I don't think that using in-place modification as a general property would make sense. In-place modification brings in side-effects and that would mean that the order of evaluation can change the result. To get reliable results, the order of evaluation should not be the reason for different results, and thats the reason, why the functional approach is much better for reliable programs. So, in general I would say, this feature is a no-no. In general I would rather discourage in-place modification. For some certain cases it might help... but for such certain cases either such a boolean flag or programming a sparate module in C would make sense. There could also be a global in-place-flag that might be used (via options maybe) but if such a thing would be implemented, the default value should be FALSE. Ciao, Oliver
On Thu, Mar 08, 2012 at 04:21:42PM +0000, William Dunlap wrote:
So you propose an inplace=TRUE/FALSE entry for each argument to each function which may may want to avoid allocating memory? The major problem is that the function writer has no idea what the value of inplace should be, as it depends on how the function gets called. This makes writing reusable functions (hence packages) difficult. Bill Dunlap Spotfire, TIBCO Software wdunlap tibco.com
-----Original Message----- From: oliver [mailto:oliver at first.in-berlin.de] Sent: Thursday, March 08, 2012 7:40 AM To: William Dunlap Cc: R-devel Subject: Re: [Rd] Julia Ah, and you mean if it's an anonymous array it could be reused directly from the args. OK, now I see why you insist on the anonymous data thing. I didn't grasped it even in my last mail. But that somehow also relates to what I wrote about reusing an already existing, named vector. Just the moment of in-place-modification is different. From x <- runif(n) cx <- cos(x) instead of
cx <- cos(x=runif(n)) # no allocation needed, use the input space for the return value
to something like
cx <- runif(n)
cos( cx, inplace=TRUE)
or
cos( runif(n), inplace=TRUE)
This way it would be possible to specify the reusage of the input *explicitly*
(without implicit rules like anonymous vs. named values).

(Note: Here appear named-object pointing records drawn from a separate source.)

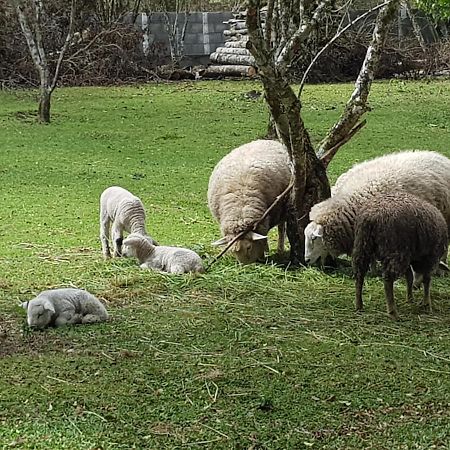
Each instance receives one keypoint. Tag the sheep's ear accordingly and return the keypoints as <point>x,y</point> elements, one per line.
<point>49,306</point>
<point>132,241</point>
<point>221,241</point>
<point>318,232</point>
<point>256,236</point>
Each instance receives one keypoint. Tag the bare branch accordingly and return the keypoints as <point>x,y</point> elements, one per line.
<point>333,39</point>
<point>303,32</point>
<point>64,48</point>
<point>357,105</point>
<point>328,156</point>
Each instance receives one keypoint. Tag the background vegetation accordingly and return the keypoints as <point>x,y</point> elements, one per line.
<point>243,357</point>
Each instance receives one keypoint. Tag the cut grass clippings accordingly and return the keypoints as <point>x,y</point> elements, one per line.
<point>258,356</point>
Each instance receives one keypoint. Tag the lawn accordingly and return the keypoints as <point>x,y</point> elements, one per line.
<point>244,357</point>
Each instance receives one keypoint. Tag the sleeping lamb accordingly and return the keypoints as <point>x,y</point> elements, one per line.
<point>241,188</point>
<point>161,258</point>
<point>120,211</point>
<point>64,306</point>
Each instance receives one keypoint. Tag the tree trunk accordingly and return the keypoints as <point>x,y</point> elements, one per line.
<point>44,106</point>
<point>311,183</point>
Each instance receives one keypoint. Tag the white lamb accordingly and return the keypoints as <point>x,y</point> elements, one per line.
<point>161,258</point>
<point>66,306</point>
<point>120,211</point>
<point>424,174</point>
<point>241,188</point>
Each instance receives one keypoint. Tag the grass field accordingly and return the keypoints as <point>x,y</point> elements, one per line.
<point>244,357</point>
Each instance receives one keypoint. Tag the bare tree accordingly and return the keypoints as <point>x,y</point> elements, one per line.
<point>30,14</point>
<point>289,24</point>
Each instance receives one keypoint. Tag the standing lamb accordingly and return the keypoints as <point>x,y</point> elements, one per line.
<point>66,306</point>
<point>161,258</point>
<point>241,188</point>
<point>399,230</point>
<point>425,174</point>
<point>120,211</point>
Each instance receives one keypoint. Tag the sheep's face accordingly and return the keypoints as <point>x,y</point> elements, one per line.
<point>129,251</point>
<point>314,245</point>
<point>249,249</point>
<point>39,313</point>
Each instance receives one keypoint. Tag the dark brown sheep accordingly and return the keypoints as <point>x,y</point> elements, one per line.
<point>401,231</point>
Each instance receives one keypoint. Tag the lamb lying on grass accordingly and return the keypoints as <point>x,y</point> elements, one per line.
<point>65,306</point>
<point>161,258</point>
<point>120,211</point>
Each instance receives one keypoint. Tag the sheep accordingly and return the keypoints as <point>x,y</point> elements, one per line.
<point>241,188</point>
<point>161,258</point>
<point>397,229</point>
<point>120,211</point>
<point>66,306</point>
<point>425,174</point>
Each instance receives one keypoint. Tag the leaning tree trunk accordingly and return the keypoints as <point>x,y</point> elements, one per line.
<point>311,183</point>
<point>44,105</point>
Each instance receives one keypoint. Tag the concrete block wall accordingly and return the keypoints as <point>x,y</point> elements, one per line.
<point>204,32</point>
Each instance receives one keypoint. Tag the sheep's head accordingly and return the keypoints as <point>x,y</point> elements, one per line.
<point>39,312</point>
<point>249,249</point>
<point>137,246</point>
<point>314,244</point>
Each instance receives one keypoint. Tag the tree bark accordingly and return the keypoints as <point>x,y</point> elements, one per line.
<point>310,180</point>
<point>44,106</point>
<point>357,105</point>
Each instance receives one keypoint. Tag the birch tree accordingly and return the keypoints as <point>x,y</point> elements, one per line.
<point>288,26</point>
<point>30,15</point>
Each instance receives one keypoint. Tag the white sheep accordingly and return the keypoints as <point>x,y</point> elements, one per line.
<point>120,211</point>
<point>161,258</point>
<point>425,174</point>
<point>241,188</point>
<point>66,306</point>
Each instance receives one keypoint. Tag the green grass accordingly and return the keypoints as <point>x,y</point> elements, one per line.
<point>243,357</point>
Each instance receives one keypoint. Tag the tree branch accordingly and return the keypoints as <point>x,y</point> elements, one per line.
<point>357,105</point>
<point>64,48</point>
<point>302,33</point>
<point>333,39</point>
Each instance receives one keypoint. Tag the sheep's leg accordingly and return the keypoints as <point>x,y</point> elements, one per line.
<point>91,318</point>
<point>281,237</point>
<point>105,224</point>
<point>409,284</point>
<point>426,292</point>
<point>389,292</point>
<point>67,318</point>
<point>117,237</point>
<point>359,283</point>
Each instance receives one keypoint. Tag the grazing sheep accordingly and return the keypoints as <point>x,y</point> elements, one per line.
<point>241,188</point>
<point>399,230</point>
<point>120,211</point>
<point>161,258</point>
<point>424,174</point>
<point>67,306</point>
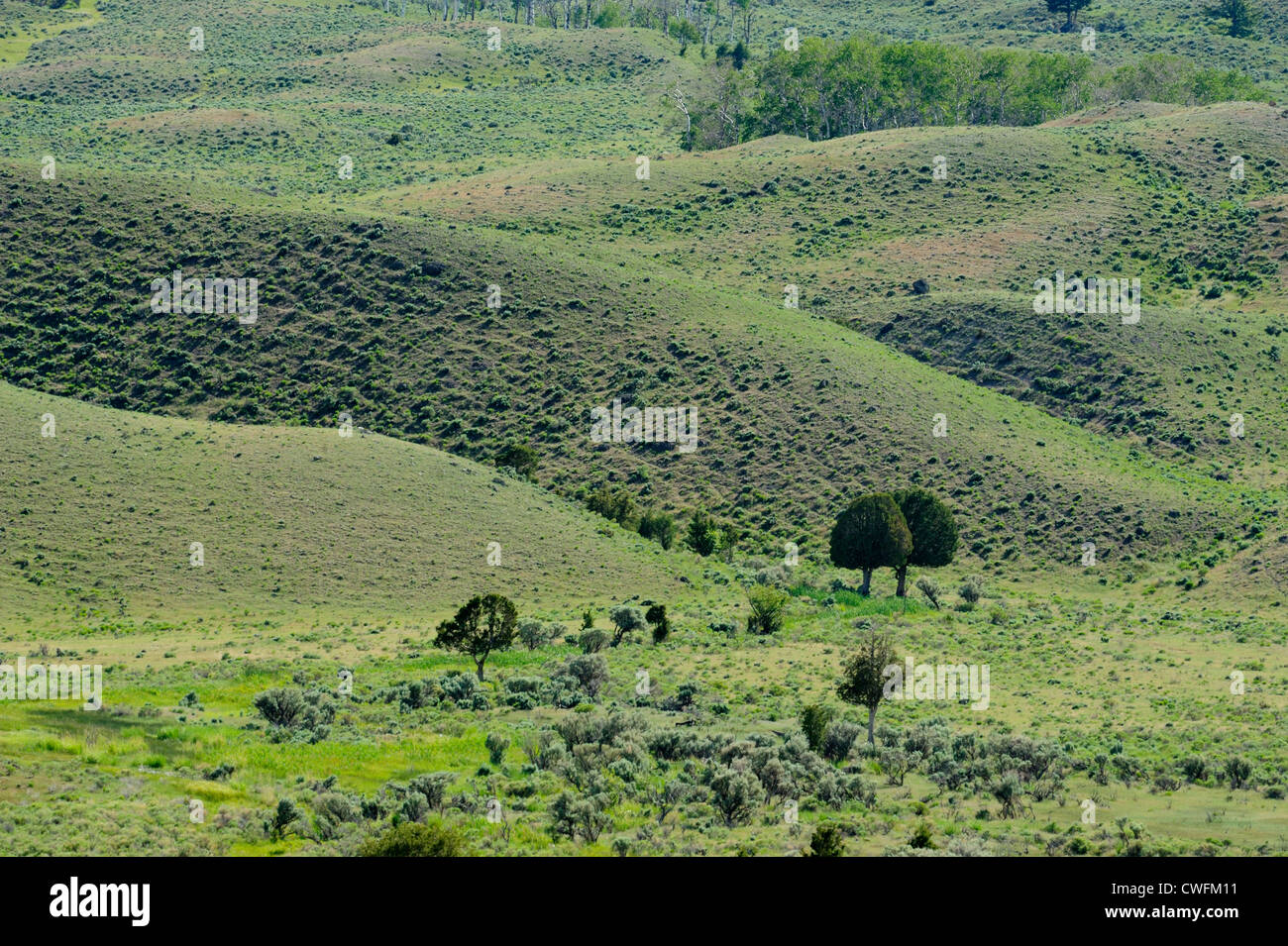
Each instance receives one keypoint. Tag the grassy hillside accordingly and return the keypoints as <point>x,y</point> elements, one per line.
<point>797,413</point>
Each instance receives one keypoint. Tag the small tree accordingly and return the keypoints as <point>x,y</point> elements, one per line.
<point>485,623</point>
<point>616,504</point>
<point>863,676</point>
<point>934,533</point>
<point>1241,17</point>
<point>734,794</point>
<point>1069,8</point>
<point>520,457</point>
<point>627,619</point>
<point>658,527</point>
<point>496,747</point>
<point>971,591</point>
<point>410,839</point>
<point>767,609</point>
<point>814,719</point>
<point>1237,771</point>
<point>702,534</point>
<point>536,633</point>
<point>661,626</point>
<point>590,671</point>
<point>927,587</point>
<point>871,534</point>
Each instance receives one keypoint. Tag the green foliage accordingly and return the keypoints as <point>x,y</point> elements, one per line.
<point>1239,16</point>
<point>656,617</point>
<point>616,504</point>
<point>827,841</point>
<point>863,676</point>
<point>626,620</point>
<point>1069,8</point>
<point>281,820</point>
<point>971,591</point>
<point>519,457</point>
<point>831,88</point>
<point>496,747</point>
<point>702,534</point>
<point>410,839</point>
<point>658,527</point>
<point>932,529</point>
<point>485,623</point>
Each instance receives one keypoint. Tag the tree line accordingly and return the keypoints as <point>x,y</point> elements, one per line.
<point>832,88</point>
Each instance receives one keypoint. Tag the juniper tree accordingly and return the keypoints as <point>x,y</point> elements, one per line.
<point>870,534</point>
<point>934,533</point>
<point>863,678</point>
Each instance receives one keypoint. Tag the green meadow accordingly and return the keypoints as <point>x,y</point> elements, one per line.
<point>258,529</point>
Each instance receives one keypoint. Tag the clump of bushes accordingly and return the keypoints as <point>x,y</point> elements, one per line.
<point>454,690</point>
<point>295,714</point>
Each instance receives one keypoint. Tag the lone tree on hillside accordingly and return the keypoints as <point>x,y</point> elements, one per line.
<point>1237,12</point>
<point>863,678</point>
<point>626,620</point>
<point>519,457</point>
<point>1069,8</point>
<point>871,534</point>
<point>934,533</point>
<point>485,623</point>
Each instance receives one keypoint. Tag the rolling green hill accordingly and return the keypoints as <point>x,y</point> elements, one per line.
<point>494,269</point>
<point>294,523</point>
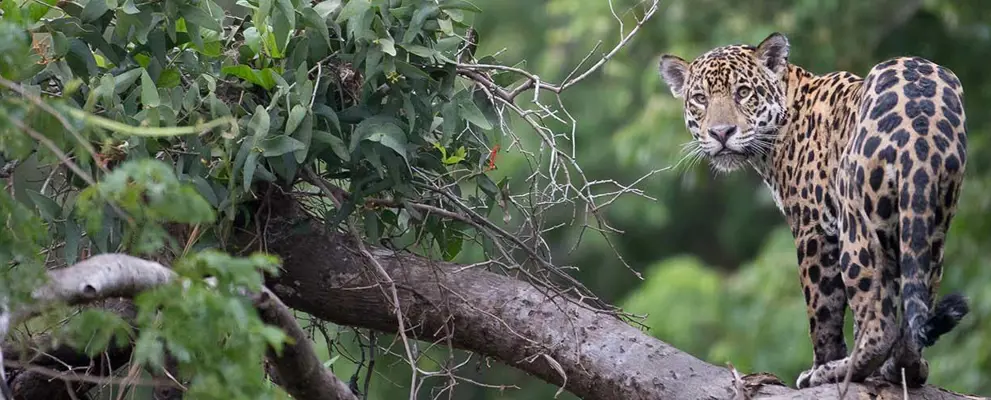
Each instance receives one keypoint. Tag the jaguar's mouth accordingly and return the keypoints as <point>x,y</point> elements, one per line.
<point>728,160</point>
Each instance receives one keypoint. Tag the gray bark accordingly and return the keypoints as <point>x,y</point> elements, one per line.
<point>591,354</point>
<point>595,356</point>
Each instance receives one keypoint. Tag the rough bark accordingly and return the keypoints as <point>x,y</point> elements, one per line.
<point>593,355</point>
<point>119,275</point>
<point>28,385</point>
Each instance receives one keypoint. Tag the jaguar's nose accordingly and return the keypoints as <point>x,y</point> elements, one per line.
<point>722,133</point>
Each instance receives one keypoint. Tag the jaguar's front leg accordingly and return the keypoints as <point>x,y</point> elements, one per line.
<point>825,298</point>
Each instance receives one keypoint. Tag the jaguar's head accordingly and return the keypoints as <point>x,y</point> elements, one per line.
<point>734,98</point>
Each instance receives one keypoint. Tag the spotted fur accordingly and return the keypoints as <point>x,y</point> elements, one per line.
<point>867,172</point>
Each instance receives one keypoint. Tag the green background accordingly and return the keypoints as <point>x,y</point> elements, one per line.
<point>720,275</point>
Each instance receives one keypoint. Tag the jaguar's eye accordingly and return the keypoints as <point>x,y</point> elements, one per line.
<point>743,92</point>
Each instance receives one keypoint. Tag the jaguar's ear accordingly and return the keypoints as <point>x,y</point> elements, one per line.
<point>773,53</point>
<point>674,73</point>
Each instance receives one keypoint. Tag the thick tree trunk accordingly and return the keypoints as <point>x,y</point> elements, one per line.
<point>593,355</point>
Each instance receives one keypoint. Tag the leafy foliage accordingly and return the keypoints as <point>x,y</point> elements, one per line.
<point>172,112</point>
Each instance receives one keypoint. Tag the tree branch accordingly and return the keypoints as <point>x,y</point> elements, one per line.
<point>120,275</point>
<point>326,274</point>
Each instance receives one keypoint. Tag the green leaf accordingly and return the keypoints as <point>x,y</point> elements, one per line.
<point>249,169</point>
<point>260,123</point>
<point>49,209</point>
<point>313,20</point>
<point>11,12</point>
<point>459,5</point>
<point>94,9</point>
<point>353,8</point>
<point>285,22</point>
<point>446,26</point>
<point>278,145</point>
<point>38,9</point>
<point>149,93</point>
<point>72,233</point>
<point>148,350</point>
<point>419,18</point>
<point>336,144</point>
<point>169,78</point>
<point>388,46</point>
<point>305,136</point>
<point>381,130</point>
<point>80,59</point>
<point>421,51</point>
<point>124,81</point>
<point>263,78</point>
<point>196,15</point>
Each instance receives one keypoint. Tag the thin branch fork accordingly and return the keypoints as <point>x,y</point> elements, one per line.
<point>533,81</point>
<point>120,275</point>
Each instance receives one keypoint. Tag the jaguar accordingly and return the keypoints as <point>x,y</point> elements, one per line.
<point>867,172</point>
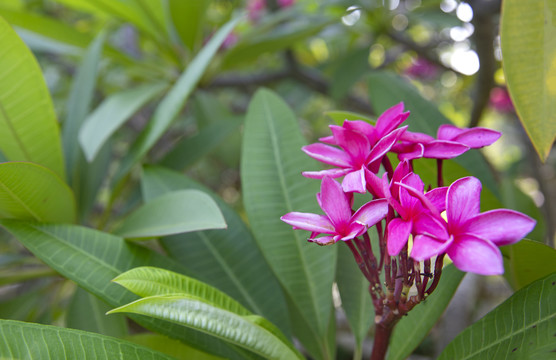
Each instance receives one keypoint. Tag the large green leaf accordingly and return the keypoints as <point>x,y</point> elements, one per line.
<point>528,37</point>
<point>93,258</point>
<point>229,260</point>
<point>413,328</point>
<point>523,327</point>
<point>150,281</point>
<point>87,312</point>
<point>173,102</point>
<point>32,192</point>
<point>387,89</point>
<point>173,213</point>
<point>28,126</point>
<point>239,330</point>
<point>272,186</point>
<point>356,300</point>
<point>527,261</point>
<point>112,114</point>
<point>21,340</point>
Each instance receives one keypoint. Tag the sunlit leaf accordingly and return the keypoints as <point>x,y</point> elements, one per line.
<point>523,327</point>
<point>20,340</point>
<point>28,125</point>
<point>31,192</point>
<point>238,330</point>
<point>528,38</point>
<point>173,213</point>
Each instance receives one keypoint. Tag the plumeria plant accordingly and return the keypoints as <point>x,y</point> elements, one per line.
<point>157,190</point>
<point>415,228</point>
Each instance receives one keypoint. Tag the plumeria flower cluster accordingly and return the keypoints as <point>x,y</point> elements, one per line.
<point>415,225</point>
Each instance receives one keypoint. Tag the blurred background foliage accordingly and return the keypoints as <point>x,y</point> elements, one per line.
<point>320,56</point>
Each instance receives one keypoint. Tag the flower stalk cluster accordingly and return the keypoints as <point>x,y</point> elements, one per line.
<point>415,227</point>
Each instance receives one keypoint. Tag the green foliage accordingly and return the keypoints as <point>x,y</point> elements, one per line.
<point>21,340</point>
<point>530,67</point>
<point>270,170</point>
<point>522,327</point>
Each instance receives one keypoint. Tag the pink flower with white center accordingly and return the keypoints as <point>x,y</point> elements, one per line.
<point>339,223</point>
<point>362,147</point>
<point>469,237</point>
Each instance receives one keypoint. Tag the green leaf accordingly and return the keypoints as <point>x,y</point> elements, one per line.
<point>93,258</point>
<point>387,89</point>
<point>21,340</point>
<point>523,327</point>
<point>530,67</point>
<point>413,328</point>
<point>339,116</point>
<point>272,186</point>
<point>236,329</point>
<point>527,261</point>
<point>229,260</point>
<point>150,281</point>
<point>79,103</point>
<point>28,125</point>
<point>188,19</point>
<point>31,192</point>
<point>173,102</point>
<point>112,114</point>
<point>354,292</point>
<point>173,213</point>
<point>87,312</point>
<point>170,347</point>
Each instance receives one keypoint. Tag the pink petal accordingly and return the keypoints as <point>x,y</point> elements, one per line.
<point>502,226</point>
<point>327,154</point>
<point>425,247</point>
<point>442,149</point>
<point>333,173</point>
<point>398,235</point>
<point>478,137</point>
<point>385,144</point>
<point>354,143</point>
<point>355,181</point>
<point>324,240</point>
<point>463,200</point>
<point>476,255</point>
<point>308,221</point>
<point>391,119</point>
<point>438,197</point>
<point>371,213</point>
<point>363,127</point>
<point>335,203</point>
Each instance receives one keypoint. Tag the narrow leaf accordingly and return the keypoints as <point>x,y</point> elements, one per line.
<point>527,261</point>
<point>173,102</point>
<point>530,67</point>
<point>523,327</point>
<point>113,113</point>
<point>229,260</point>
<point>151,281</point>
<point>93,258</point>
<point>220,323</point>
<point>87,312</point>
<point>173,213</point>
<point>272,186</point>
<point>31,192</point>
<point>28,125</point>
<point>19,340</point>
<point>413,328</point>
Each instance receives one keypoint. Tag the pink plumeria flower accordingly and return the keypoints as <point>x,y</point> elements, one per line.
<point>339,223</point>
<point>411,210</point>
<point>469,237</point>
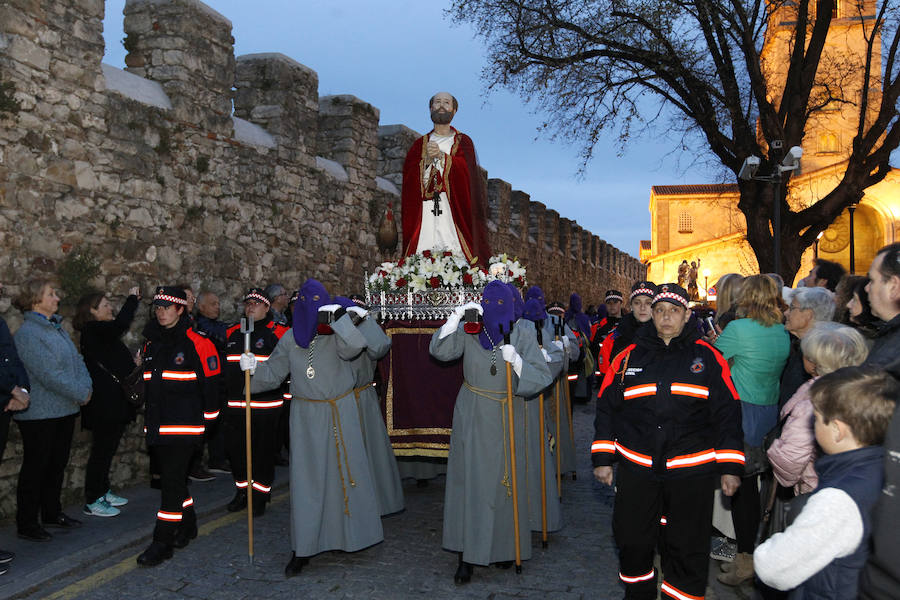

In Pseudo-Code something like that:
if (in_place == TRUE )
{
input_val[idx] = cos( input_val[idx] );
return input_val;
}
else
{
result_val = alloc_vec( LENGTH(input_val), ... );
result_val[idx] = cos( input_val[idx] );
return result_val;
}
Is this matching, what you were looking for?
Ciao,
Oliver
On Thu, Mar 08, 2012 at 02:56:24PM +0100, oliver wrote:
Hi,
ok, thank you for clarifiying what you meant.
You only referred to the reusage of the args, not of an already
existing vector.
So I overgenerealized your example.
But when looking at your example,
and how I would implement the cos()
I doubt I would use copying the args
before calculating the result.
Just allocate a result-vector, and then place the cos() of the
input-vector into the result vector.
I didn't looked at how it is done in R, but I would guess it's like
that.
In pseudo-Code something like that:
cos_val[idx] = cos( input_val[idx] );
But R also handles complex data with cos() so it will look a bit more
laborious.
What I have seen so far from implementing C-extensions for R is rather
C-ish, and so you have the control on many details. Copying the input
just to read it would not make sense here.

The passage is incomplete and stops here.